# LiL Bobbi



## Bobbi (Mar 30, 2013)

this is my sweet baby Bobbi who is growing like a weed!










this is her not to sure about bluebonnets lol










this is Bobbi and her twin Santi who lives in Kentucky, Bobbi is the one without the ribbon she kept eating it lol


----------



## woodard2009 (Aug 4, 2010)

So sweet!! Love the pics!!


----------



## Evelyn (Oct 14, 2012)

Awww, he is adorable, took how tiny he was! He still very little. He will bring you such joy. Congratulations!


----------



## Lupita's mom (Dec 31, 2012)

So much love and joy in such a little package! She is just precious!

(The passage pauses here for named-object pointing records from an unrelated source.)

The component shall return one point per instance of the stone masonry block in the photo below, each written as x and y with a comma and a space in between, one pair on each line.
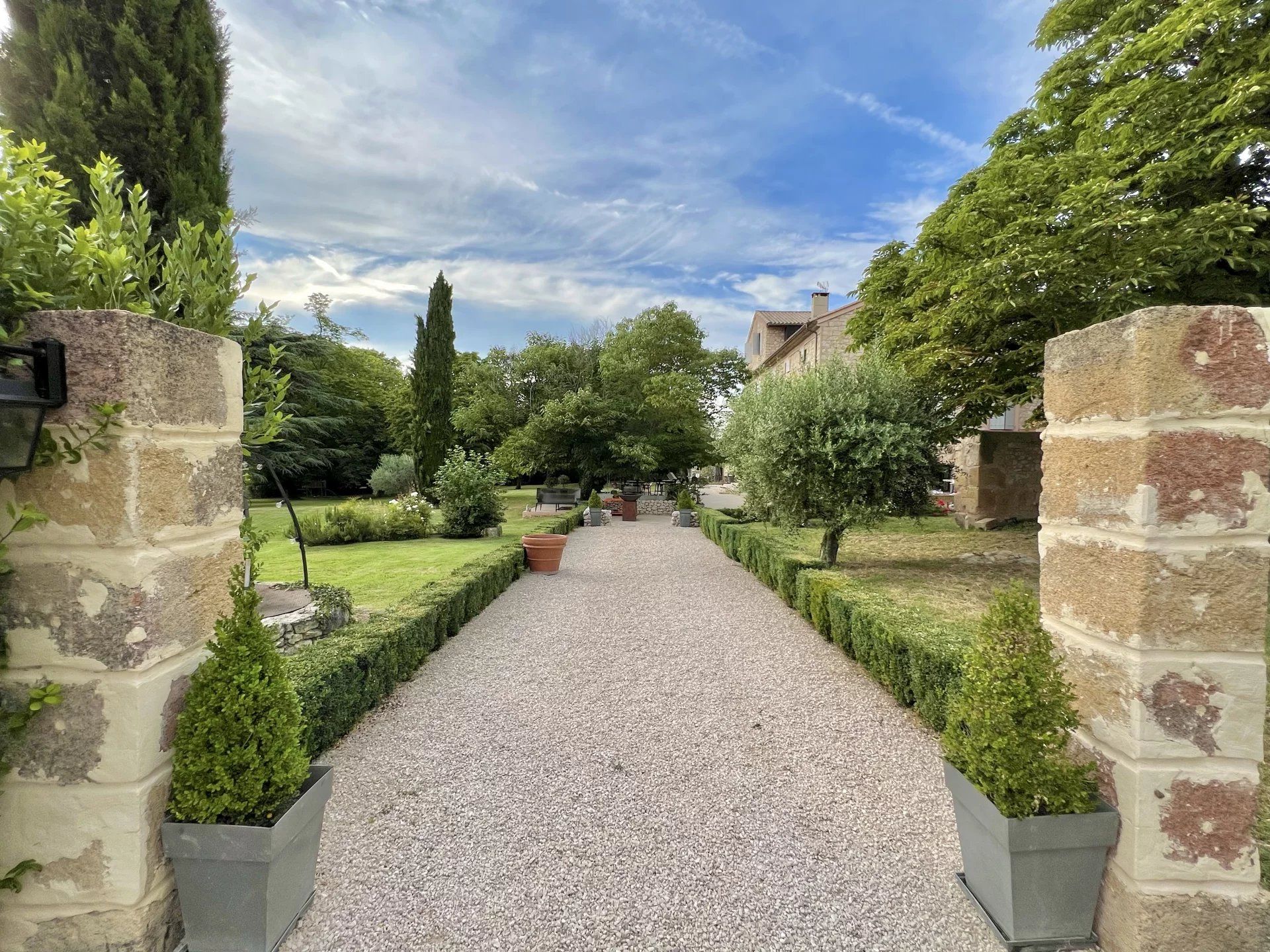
1191, 601
1180, 361
151, 926
1173, 920
139, 489
1191, 823
111, 728
120, 608
169, 376
1195, 480
1164, 705
98, 843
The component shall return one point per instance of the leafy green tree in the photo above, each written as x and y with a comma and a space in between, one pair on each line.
1140, 177
845, 444
1009, 728
143, 80
432, 382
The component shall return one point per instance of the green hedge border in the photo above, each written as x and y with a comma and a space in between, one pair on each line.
913, 654
349, 672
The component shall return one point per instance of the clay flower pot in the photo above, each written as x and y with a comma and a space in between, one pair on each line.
544, 550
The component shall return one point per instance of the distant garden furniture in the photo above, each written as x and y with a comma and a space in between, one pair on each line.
559, 498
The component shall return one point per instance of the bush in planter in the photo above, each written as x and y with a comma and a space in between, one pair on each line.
237, 756
394, 476
1007, 731
468, 489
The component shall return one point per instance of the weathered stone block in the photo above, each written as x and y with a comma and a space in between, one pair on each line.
1195, 601
1195, 480
168, 376
99, 843
1175, 920
1161, 705
111, 728
1180, 361
118, 608
153, 926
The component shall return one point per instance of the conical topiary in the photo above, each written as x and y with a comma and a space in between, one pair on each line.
238, 757
1007, 730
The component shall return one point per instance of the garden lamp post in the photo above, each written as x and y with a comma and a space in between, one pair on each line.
26, 397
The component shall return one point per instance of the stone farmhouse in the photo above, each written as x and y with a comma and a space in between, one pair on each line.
994, 476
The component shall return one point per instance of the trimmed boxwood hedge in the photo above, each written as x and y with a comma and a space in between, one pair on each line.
349, 672
915, 654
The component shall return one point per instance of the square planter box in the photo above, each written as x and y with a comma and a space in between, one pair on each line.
243, 889
1035, 879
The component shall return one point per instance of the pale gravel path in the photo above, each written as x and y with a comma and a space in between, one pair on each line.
647, 750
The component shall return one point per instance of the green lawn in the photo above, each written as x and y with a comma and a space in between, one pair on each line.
379, 574
917, 561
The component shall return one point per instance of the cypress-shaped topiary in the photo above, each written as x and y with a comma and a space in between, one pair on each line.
140, 80
1007, 730
238, 757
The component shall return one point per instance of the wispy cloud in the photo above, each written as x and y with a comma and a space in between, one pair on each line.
691, 23
915, 125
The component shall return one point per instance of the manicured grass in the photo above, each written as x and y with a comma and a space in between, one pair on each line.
916, 561
380, 574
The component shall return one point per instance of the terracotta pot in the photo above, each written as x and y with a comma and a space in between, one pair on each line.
544, 550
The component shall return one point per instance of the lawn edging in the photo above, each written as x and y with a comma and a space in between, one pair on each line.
351, 670
913, 654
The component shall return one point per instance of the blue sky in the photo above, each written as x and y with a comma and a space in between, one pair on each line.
571, 160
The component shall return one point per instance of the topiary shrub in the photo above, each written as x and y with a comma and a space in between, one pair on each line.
237, 756
394, 476
1007, 731
466, 485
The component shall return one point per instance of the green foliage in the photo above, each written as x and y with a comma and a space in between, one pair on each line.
466, 488
846, 444
432, 382
1009, 729
144, 81
394, 475
357, 521
349, 672
238, 756
1140, 177
913, 654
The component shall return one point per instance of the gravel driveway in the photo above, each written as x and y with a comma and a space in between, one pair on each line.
647, 750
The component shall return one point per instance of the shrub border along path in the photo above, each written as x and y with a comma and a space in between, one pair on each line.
349, 672
916, 656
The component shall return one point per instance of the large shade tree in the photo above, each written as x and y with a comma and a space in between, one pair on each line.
843, 444
142, 80
1140, 177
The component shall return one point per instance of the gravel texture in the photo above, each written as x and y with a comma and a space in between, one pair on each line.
647, 750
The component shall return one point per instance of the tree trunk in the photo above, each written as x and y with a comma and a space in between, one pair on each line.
829, 545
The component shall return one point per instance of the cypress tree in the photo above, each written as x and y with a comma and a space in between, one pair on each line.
432, 382
143, 80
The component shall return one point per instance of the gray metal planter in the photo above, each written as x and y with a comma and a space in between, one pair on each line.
1035, 879
243, 889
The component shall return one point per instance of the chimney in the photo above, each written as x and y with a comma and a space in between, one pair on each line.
820, 303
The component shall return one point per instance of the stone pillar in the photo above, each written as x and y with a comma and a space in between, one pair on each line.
114, 600
997, 477
1155, 571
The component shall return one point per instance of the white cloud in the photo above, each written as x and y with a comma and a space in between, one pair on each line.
892, 116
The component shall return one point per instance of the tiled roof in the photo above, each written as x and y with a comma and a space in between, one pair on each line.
784, 317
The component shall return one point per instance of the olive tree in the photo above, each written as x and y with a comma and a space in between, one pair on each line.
843, 444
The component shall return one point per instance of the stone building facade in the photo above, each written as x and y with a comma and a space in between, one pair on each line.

Thanks for showing her off!


----------



## TLI (Sep 3, 2008)

What a darling!!


----------



## elaina (Jul 1, 2008)

aww, she is so cute !!


----------



## Rolo n Buttons (Sep 22, 2012)

I want to squash her all up! Oooooh, squishy squashy! X


Sent from Petguide.com Free App


----------



## Bobbi (Mar 30, 2013)

lol she is supper lovey she wears her tongue out giving kisses all day long lol


----------



## pupluv168 (Mar 7, 2012)

She's precious. 


Sent from Petguide.com App


----------



## cmartini (Oct 16, 2012)

Extremely cute! 


Sent from Petguide.com Free App


----------



## Lola's mom 2013 (Aug 25, 2010)

They are both so cute.


----------



## Huly (Mar 5, 2012)

Such a sweet face!


----------